Role of copper alumina nanoparticles on the performance of polyvinylchloride nanocomposites

Poly(vinyl chloride) (PVC) nanocomposites with different contents of copper alumina (Cu-Al2O3) nanoparticles were prepared by the solution casting method. The effects of the nanoparticles on structural, thermal, electrical, contact angle and mechanical properties were thoroughly examined. The presence of Cu-Al2O3 in the macromolecular chain was confirmed through Fourier transform infrared (FTIR) spectroscopy. The X-ray diffraction (XRD) analysis of PVC nanocomposites showed the systematic arrangement of Cu-Al2O3 nanoparticles within the polymer, which indicated the higher crystallinity of the nanocomposites. The surface morphology of PVC was changed into hemispherical shaped particles by the inclusion of nanofiller was analyzed from SEM images.
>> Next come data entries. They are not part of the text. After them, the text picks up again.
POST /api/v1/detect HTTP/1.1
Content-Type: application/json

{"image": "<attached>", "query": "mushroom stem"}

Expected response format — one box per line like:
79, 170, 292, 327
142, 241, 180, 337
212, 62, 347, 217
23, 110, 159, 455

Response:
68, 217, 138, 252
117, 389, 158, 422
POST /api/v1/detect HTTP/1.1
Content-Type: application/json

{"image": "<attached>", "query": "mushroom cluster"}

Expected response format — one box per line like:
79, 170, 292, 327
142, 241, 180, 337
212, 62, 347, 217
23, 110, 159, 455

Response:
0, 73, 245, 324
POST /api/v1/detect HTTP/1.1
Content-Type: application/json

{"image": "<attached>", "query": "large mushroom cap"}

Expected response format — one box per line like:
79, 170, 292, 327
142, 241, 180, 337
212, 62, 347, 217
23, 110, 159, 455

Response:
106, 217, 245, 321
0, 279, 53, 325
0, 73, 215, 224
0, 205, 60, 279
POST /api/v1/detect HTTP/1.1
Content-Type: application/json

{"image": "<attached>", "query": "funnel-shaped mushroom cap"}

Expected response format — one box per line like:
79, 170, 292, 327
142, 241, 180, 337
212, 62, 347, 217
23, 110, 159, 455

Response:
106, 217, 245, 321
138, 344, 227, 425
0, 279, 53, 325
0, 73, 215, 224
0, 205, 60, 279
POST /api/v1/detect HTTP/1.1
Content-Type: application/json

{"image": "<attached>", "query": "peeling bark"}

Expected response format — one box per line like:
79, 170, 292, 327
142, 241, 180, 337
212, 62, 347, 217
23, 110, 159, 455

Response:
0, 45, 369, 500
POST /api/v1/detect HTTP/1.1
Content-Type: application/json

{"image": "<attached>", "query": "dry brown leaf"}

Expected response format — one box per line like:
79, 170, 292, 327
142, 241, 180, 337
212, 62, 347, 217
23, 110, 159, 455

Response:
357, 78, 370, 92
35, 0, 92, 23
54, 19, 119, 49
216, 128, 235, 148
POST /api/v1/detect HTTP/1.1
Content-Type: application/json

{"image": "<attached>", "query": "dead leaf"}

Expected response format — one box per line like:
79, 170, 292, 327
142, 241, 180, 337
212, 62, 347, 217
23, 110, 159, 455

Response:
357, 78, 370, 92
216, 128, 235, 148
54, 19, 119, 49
The glass transition temperature of the nanocomposites obtained from differential scanning calorimetry (DSC) was found to be increased with an increase in loading of nanoparticles in the polymer. The AC conductivity and dielectric studies revealed that the inclusion of nanofiller increases the electrical properties of the material and the composite with 7 wt.% sample showed the maximum conductivity and dielectric constant. The mechanical properties such as modulus, tensile strength, hardness, and impact properties of the PVC nanocomposites were significantly enhanced by the reinforcement of nanoparticles into the PVC matrix. The reinforcing mechanism behind the increase in tensile strength with the addition of nanoparticles was correlated with different theoretical models. The highest mechanical and electrical properties were observed for 7 wt.% Cu-Al2O3 loaded nanocomposite. Contact angle measurements of PVC with various loadings of Cu-Al2O3 nanofillers demonstrated that the nanoparticle attachment increased the hydrophobicity of the polymer matrix.

Automated summary

Poly(vinyl chloride) (PVC) nanocomposites with different contents of copper alumina (Cu-Al2O3) nanoparticles were prepared and their structural, thermal, electrical, contact angle, and mechanical properties were thoroughly examined. The presence of Cu-Al2O3 nanoparticles in the PVC matrix was confirmed using Fourier transform infrared (FTIR) spectroscopy and X-ray diffraction (XRD) analysis showed a higher crystallinity of the nanocomposites. SEM images revealed a change in the surface morphology of PVC due to the inclusion of nanofillers. DSC analysis showed an increase in the glass transition temperature with an increase in nanoparticle loading. The inclusion of nanofillers also improved the electrical properties, with the composite containing 7 wt.% sample showing the maximum conductivity and dielectric constant. The mechanical properties of the PVC nanocomposites, including modulus, tensile strength, hardness, and impact properties, were significantly enhanced by the reinforcement of nanoparticles. The highest mechanical and electrical properties were observed for the 7 wt.% Cu-Al2O3 loaded nanocomposite. Contact angle measurements indicated that the addition of Cu-Al2O3 nanofillers increased the hydrophobicity of the polymer matrix.